Liz Spikol explains:
I was raped at 17. My rapist was not a powerful celebrity. He was a nobody. But I didn’t go to the police. I didn’t go to a hospital.
Why don’t we tell…? Because our skin burns with shame. I thought my body would never get clean, not only from him but from my own stupidity and weakness. The minute after it ended I felt like I was being torn into pieces, like I was on fire, and I just wanted to shower. I felt crazy, confused, angry, beaten, lost, like I had a zipper running from throat to naval. I felt more alone than I’ve ever felt before or since. I felt like the severed pieces of my body were floating in darkness. I felt savaged. I felt terrified. Here’s what I did not feel: capable of calmly picking up the phone.

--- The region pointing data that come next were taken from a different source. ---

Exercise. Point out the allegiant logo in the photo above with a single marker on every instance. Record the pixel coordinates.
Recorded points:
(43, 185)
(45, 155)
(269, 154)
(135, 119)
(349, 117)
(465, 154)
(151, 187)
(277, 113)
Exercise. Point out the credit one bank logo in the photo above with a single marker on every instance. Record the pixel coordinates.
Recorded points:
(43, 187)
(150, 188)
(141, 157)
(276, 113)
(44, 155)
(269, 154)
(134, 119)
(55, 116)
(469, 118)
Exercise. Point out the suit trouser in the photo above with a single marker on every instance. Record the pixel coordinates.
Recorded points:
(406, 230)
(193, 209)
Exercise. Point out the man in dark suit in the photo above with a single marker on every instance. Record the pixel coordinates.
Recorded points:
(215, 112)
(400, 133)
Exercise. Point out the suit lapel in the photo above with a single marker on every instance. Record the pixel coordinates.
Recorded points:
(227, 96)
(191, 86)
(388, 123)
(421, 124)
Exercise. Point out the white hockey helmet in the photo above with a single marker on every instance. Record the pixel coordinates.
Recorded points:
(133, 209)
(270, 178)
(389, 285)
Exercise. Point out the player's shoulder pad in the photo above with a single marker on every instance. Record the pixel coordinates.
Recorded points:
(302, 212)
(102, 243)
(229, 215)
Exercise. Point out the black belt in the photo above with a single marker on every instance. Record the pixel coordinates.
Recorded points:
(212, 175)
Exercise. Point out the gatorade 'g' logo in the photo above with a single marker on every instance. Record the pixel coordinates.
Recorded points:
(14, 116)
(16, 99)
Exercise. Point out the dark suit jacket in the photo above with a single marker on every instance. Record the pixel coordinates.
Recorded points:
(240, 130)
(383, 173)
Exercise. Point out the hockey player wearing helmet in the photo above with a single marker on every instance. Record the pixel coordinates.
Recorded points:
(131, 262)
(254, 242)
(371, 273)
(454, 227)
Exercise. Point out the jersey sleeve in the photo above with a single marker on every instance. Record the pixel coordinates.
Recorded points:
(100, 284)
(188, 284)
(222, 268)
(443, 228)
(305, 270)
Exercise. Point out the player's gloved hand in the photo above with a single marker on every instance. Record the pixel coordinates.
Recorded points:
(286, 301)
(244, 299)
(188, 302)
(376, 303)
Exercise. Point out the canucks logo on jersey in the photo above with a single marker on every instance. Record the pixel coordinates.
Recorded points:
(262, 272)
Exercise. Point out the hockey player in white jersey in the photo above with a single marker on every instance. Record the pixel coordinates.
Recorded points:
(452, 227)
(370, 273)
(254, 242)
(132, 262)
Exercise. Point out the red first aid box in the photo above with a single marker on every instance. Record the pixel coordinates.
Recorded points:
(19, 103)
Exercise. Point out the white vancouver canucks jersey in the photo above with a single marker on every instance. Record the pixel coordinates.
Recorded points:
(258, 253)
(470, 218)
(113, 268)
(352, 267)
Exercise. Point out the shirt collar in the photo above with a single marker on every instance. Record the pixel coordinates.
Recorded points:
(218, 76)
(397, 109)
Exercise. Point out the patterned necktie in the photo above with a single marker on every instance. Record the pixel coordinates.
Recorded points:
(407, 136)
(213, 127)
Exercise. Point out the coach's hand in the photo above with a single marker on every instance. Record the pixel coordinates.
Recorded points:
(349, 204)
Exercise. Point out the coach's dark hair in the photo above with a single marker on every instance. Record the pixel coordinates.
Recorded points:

Capable of walking to the hospital and talking to one functionary after another. Capable of filling out paperwork. Capable of being touched by another person without exploding into flames. Capable of functioning at all like a human being because I wasn’t a human being. I felt like if I even went outside of my room my organs would explode out of my body. How would I explain that to the cops?
Ultimately, I told one person who I swore to secrecy. Had I allowed him to tell others, my rapist would perhaps be serving time rather than serving sandwiches in a vegetarian restaurant in the Bronx where, last I heard, he was a manager. But I believed I was to blame.